The advancement of technology has expanded the reach and scope of modern journalism, but it has also created an environment for misinformation and libel cases are increasing in prevalence. Dedicated newsrooms and journalists are working to combat this issue, but with the breadth of the internet, it’s no easy task. Fortunately, a pair of journalists is harnessing the power of AI to protect overstretched newsrooms and spot misinformation before it makes its way out into the world.
CaliberAI is an AI program launched in November 2020 which works as a warning system for potential libel, especially for European journalists who are more vulnerable to libel than American journalists protected by the First Amendment. While defamation is never good, even unintentional defamation can lead to costly legal action for publications.
The program was built by father-son duo Conor Brady and Neil Brady with help from Carl Vogel, a professor of computational linguistics at Trinity College Dublin. The AI program looks for key signs of libel: the explicitly stated name of an individual or group; a claim as fact; or use of some sort of taboo language or idea. Although the program cannot discern truth from fiction with 100 percent accuracy, it can flag potential issues for review by journalists.
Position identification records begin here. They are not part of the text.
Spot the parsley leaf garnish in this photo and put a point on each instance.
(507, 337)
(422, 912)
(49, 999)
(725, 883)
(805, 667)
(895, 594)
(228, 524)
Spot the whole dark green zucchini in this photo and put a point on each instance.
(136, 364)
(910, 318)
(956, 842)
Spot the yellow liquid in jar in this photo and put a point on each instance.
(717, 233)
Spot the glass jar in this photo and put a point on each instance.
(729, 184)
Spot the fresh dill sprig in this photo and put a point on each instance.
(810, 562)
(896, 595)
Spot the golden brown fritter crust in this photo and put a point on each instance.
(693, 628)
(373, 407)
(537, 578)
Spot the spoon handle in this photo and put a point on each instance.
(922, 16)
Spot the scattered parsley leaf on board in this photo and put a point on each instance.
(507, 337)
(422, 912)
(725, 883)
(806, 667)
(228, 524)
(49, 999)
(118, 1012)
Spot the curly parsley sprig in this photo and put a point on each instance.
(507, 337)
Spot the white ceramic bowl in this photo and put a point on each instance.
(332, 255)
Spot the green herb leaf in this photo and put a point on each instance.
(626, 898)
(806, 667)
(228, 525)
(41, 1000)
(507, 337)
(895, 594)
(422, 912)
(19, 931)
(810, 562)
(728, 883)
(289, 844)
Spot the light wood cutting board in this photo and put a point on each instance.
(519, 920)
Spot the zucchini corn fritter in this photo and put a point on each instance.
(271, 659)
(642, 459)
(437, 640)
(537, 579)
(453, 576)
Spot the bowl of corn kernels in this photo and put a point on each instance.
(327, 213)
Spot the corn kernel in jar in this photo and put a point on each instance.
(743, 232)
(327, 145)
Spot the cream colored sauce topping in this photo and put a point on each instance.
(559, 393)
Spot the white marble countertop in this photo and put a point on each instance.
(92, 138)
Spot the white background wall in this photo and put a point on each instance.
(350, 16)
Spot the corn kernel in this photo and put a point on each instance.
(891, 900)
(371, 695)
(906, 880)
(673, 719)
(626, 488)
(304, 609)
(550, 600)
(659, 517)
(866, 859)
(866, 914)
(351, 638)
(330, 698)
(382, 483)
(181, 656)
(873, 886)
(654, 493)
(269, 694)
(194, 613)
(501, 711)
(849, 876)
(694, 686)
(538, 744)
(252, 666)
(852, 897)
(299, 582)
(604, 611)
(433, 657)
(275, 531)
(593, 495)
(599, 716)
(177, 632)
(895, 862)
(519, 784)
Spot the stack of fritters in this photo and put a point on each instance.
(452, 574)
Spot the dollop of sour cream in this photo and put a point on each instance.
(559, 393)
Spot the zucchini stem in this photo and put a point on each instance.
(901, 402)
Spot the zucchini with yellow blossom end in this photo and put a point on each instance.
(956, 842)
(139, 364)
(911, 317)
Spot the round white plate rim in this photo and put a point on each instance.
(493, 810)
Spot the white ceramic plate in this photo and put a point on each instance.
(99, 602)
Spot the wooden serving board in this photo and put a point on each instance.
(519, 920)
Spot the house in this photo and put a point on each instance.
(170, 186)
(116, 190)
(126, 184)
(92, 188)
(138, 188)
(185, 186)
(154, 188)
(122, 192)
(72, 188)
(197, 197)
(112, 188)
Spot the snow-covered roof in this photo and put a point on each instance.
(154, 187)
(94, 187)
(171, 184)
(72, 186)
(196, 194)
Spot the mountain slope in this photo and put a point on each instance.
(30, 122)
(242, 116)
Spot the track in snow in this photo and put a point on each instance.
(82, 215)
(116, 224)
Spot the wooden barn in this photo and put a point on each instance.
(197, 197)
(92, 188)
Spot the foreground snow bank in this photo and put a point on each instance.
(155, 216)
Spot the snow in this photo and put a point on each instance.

The AI program was trained by Conor and Neil Brady themselves, who generated defamatory statements to feed into the program and taught it how to rate not only potentially problematic content but also to give it a score from 0 to 100, 0 being sound and accurate and 100 being wildly defamatory.
Right now, the system works much like spell-check. Users can sample a demo version on the company’s website. The creators hope the system will be helpful for improving news accuracy as a whole, and also for protecting small and medium-sized publications that do not have legal counsel on retainer.